A large amount of insulin produced using the same technique at an industrial scale. The detailed outline of insulin production is shown in the figure below,
The commercial production of insulin started after the FDA approval in 1982.
Vaccines against smallpox, herpes simplex virus and hepatitis are produced using the genetic engineering technique.
The vaccines are the inactivated viral particles used to induce an immune response against that pathogen, however, the chance of contamination is high in it.
Using the recombinant DNA technology scientists has created a unique type of vaccines which only contains the DNA for viral coat protein thus the pathogen can never be activated again.
The main advantage of it is that it is safer, contamination-free and more reactive.
Genetic engineering in gene therapy:
Using the gene therapy or gene transfer technique, inherited genetic disorders can be cured. Cystic fibrosis, Duchenne muscular dystrophy and sickle cell anaemia like gene therapies are now under final clinical trial phase and ready to use on patients.
In the gene therapy, a faulty, non-function or mutated gene is replaced with the wild type one using the same technique as explained above.
We have covered amazing articles on gene therapy, read it here:
- Gene Therapy: Types, Vectors [Viral and Non-Viral], Process, Applications and Limitations.
- What is Gene Therapy? and How Does it Work?
- Naked DNA Mediated Gene Therapy
- Sleeping Beauty Transposon System: The Future of Gene Therapy
In addition to this, the genetic engineering technology is likewise used in the production of biofuel, disease, bio alcohol and other essential products.
Limitations of genetic engineering:
There are ethical issues associated with the use of gene therapy and genetically engineered products.

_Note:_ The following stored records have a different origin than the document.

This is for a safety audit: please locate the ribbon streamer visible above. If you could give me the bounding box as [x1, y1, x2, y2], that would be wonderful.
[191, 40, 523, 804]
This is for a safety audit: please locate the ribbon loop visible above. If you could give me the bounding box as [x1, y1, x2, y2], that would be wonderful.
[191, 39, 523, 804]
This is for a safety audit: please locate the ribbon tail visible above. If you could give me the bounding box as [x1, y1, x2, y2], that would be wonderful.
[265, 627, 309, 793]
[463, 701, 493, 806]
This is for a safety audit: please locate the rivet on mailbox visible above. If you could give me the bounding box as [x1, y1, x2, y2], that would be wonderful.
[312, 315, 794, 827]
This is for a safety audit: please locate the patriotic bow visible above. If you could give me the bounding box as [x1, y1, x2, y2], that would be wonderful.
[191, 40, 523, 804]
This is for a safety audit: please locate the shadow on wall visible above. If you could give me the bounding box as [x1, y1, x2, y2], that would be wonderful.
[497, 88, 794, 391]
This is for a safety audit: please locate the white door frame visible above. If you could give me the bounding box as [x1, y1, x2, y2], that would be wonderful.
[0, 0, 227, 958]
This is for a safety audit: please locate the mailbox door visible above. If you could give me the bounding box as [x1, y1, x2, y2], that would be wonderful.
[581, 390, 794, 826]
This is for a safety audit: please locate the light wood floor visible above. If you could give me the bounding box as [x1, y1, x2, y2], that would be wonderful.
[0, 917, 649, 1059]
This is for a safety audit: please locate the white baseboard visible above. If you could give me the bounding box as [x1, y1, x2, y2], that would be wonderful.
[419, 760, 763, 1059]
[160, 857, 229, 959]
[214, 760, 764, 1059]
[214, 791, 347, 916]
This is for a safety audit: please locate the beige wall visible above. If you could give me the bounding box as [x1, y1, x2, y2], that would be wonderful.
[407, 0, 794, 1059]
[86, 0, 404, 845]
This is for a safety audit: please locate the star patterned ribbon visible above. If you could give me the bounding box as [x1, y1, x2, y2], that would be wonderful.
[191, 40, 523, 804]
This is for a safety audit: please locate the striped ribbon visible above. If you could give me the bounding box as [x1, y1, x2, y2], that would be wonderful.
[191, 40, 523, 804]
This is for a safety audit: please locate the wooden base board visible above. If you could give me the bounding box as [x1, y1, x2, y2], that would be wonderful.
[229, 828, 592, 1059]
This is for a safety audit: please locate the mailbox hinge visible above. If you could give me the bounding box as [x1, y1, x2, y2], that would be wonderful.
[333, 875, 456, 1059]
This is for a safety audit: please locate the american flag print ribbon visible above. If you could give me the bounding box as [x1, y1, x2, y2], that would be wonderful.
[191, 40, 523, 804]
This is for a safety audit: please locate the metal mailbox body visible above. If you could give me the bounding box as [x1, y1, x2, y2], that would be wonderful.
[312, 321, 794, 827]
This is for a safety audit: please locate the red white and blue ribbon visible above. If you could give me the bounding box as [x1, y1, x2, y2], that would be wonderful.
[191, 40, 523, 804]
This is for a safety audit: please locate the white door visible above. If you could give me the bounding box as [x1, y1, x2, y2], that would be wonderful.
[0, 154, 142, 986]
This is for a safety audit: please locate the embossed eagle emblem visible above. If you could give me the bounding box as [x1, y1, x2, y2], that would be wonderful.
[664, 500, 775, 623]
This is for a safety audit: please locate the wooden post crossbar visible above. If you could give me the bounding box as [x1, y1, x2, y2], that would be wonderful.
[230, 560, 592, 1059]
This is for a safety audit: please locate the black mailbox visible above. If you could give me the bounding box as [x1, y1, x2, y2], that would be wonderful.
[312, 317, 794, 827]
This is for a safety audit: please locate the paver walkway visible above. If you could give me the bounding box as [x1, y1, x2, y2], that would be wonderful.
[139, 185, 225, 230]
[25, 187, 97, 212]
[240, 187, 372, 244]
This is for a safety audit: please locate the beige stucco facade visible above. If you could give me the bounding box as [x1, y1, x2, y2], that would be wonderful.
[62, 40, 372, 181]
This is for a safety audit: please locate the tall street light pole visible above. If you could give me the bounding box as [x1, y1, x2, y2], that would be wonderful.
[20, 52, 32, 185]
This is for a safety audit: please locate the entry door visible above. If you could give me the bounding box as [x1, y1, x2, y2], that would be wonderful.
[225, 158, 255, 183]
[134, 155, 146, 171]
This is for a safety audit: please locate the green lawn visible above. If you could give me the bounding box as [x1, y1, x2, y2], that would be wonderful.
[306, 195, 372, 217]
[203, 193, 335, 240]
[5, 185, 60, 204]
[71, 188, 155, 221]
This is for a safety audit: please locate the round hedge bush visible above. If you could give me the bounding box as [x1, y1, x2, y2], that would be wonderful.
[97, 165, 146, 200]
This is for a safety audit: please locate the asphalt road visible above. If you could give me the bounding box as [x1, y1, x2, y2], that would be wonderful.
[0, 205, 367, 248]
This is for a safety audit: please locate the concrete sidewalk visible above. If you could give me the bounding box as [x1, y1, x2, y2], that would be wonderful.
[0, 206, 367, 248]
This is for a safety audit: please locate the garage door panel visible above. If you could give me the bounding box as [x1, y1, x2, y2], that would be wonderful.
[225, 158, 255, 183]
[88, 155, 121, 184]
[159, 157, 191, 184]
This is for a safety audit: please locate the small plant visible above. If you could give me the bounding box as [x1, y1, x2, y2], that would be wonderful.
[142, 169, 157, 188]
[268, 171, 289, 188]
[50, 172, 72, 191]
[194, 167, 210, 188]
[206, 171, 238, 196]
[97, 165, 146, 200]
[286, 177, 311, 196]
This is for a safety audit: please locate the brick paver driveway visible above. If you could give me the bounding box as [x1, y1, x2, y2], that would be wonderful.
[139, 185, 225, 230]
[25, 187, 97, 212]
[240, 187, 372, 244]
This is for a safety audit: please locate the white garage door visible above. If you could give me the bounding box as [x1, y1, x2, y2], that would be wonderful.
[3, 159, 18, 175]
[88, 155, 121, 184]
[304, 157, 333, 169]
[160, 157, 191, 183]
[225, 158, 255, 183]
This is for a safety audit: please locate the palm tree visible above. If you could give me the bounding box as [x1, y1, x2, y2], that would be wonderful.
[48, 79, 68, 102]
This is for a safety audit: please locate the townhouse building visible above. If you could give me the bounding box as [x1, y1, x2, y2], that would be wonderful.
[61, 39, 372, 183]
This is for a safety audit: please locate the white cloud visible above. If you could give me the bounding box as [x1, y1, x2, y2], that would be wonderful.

Also, to provide an economic value to the food product or any GM product, the nutritional values are compromised.
Because of the adverse effect of it, new resistant pathogenic strains are evolved faster.
Also, the side effects of gene therapy and the use of viruses in it are harmful to the target organism.
The technology is costlier as gene therapy cost up to 50,000 USD.
Playing with the embryo or fetus is against the natural law, people strongly believe in it, thus genetically modified food and plant products are always becoming a centre of controversy.
However, using genetic engineering tools such as gene therapy and gene transfer technique, inherited disorders and cancer like lethal diseases can be prevented. Positive use of genetic engineering techniques can change the fate of mankind.